Carvalho da Silva –
Jornal de Notícias, opinião
As imagens que nos
últimos dias nos chegaram de Espanha devem constituir mais do que um grito de
alerta. Elas exigem profunda reflexão e convidam a uma redobrada predisposição
para agirmos contra a injustiça e a violência das políticas que nos estão a ser
impostas.
A loucura que
sustenta essas políticas choca com os direitos no trabalho, com os direitos
sociais, com os direitos humanos, com as nossas culturas, com a democracia, com
a estabilidade dos estados e o relacionamento saudável entre povos e estados,
que se exige solidário e respeitador da soberania.
A divisão dos
países da União Europeia (UE) em credores e devedores, dicotomia que se
transporta também para a execução das políticas concretas em cada país - os
trabalhadores e o povo são sempre devedores - é absolutamente criminosa e
portadora de genes que podem desencadear conflitos inimagináveis.
Já se começou a ver
que podem surgir complexas perturbações na unidade e funcionamento do Estado
espanhol, mas este não é um problema exclusivo do nosso grande vizinho. Uma
instabilização mais profunda da UE desencadeará situações graves em vários
países.
Quando as políticas
abandonam o ser humano - na sua dimensão individual e coletiva, e nos valores
que estruturam a igualdade - e se instala a conceção de que há indivíduos que,
por esta ou aquela razão, têm de ser sacrificados ou excluídos, não mais para a
harmonização das condições de vida pelo retrocesso, não param as discriminações
no seio de um povo ou entre povos, não param as agressões aos mais elementares
direitos.
As
"razões" a cada momento invocadas podem ter origem económica,
cultural/comportamental, ou sócio/política. Desaguarem ou não em guerras é uma
questão de tempo e, por consequência, de haver ou não, em tempo útil, um
despertar e uma ação coletiva que trave o desastre.
Como todos sabemos,
esta maldita crise tem origem nas práticas desonestas e oportunistas dos
grandes acionistas dos bancos e dos grupos económicos. Os bancos atiraram
dinheiro para a sociedade, num processo especulativo que só eles
"controlavam", visando o enriquecimento acelerado e desmedido de
alguns e com a certeza de que a qualquer momento o povo poderia ser acusado de
"viver acima das suas possibilidades".
Induziram
endividamentos, fomentaram a facilidade dos créditos, enredaram as pessoas e
muitas empresas pequenas e médias em dependências e aprisionamentos diversos,
designadamente manipulando mercados e preços de produtos e bens associados ao
estilo de vida dominante. As "bolhas" com que a crise se expressou
rebentaram de tão inchadas de crédito fácil.
Agora impõem-nos
premência no pagamento das dívidas, aumentam-nas por processos especulativos
através de juros imorais. A dimensão do saque é exatamente igual à dimensão do
empobrecimento dos povos.
Esta maldita crise
prolonga-se porque os pirómanos que a incendiaram se colocaram de imediato nos
postos de comando, encenando que a estão a combater, quando, de facto, atiram
sobre ela cada vez mais material altamente inflamável. Ao despejarem
austeridade e sacrifícios sem fim sobre os trabalhadores e o povo, sabem bem
que estão agravando a crise.
Este incêndio podia
ter sido contido se quando deflagrou houvesse sensatez, abandono das políticas
que lhe deram origem e responsabilização dos que atearam o fogo. A ganância, a
insensatez, a iniquidade dos genes fundamentais do sistema capitalista, os
interesses egoístas de uma classe dominante, predominaram e continuam a
predominar.
Semearam ventos e
vão colher tempestades. Mas, no meio do processo, são sempre os povos que
sofrem!
Não podemos tolerar
por mais tempo esta escabrosa experimentação social a que vimos sendo sujeitos.

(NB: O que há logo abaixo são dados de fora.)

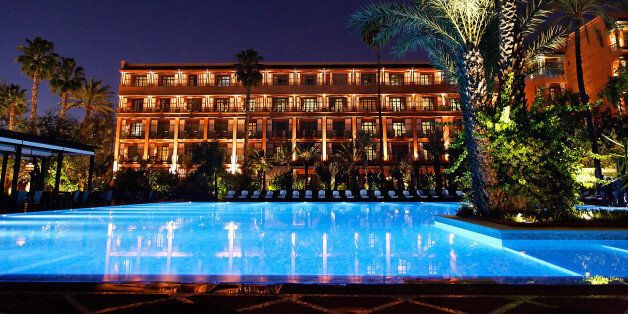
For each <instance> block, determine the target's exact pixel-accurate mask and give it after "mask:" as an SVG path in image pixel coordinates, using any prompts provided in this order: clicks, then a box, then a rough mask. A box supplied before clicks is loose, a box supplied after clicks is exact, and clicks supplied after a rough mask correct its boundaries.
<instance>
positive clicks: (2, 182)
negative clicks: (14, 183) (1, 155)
mask: <svg viewBox="0 0 628 314" xmlns="http://www.w3.org/2000/svg"><path fill="white" fill-rule="evenodd" d="M8 162H9V152H4V153H3V154H2V171H1V172H0V199H1V198H2V196H3V195H4V182H5V179H6V176H7V163H8Z"/></svg>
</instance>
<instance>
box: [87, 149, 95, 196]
mask: <svg viewBox="0 0 628 314" xmlns="http://www.w3.org/2000/svg"><path fill="white" fill-rule="evenodd" d="M93 175H94V155H89V174H88V175H87V190H88V191H89V192H90V193H91V192H92V177H93Z"/></svg>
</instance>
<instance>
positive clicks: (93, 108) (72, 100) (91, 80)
mask: <svg viewBox="0 0 628 314" xmlns="http://www.w3.org/2000/svg"><path fill="white" fill-rule="evenodd" d="M71 96H72V97H71V100H72V101H71V102H70V103H69V107H70V108H71V107H80V108H83V109H85V117H84V118H83V123H85V122H86V121H89V119H90V118H91V116H92V113H101V114H109V113H111V112H113V102H112V101H111V97H112V96H113V94H112V93H111V91H110V87H109V85H103V84H102V82H101V81H94V79H93V78H90V79H89V81H83V82H82V83H81V86H80V87H79V88H78V89H76V90H74V91H71Z"/></svg>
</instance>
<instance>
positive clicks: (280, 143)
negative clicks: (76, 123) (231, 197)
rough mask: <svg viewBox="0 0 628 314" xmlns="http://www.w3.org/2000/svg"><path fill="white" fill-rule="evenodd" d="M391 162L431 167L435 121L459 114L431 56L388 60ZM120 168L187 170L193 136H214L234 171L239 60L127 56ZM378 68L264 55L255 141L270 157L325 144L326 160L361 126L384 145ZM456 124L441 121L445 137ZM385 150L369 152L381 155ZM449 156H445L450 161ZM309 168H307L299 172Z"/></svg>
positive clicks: (389, 156)
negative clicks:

Trata-se da insistência numa espécie de crença, afirmada quantas vezes com
laivos de insanidade mental, que não está muito distante de opções desastrosas
observáveis na galeria de horrores da humanidade.
É tempo de
mobilização dos povos contra o retrocesso civilizacional e as várias expressões
de belicismo em que nos querem meter.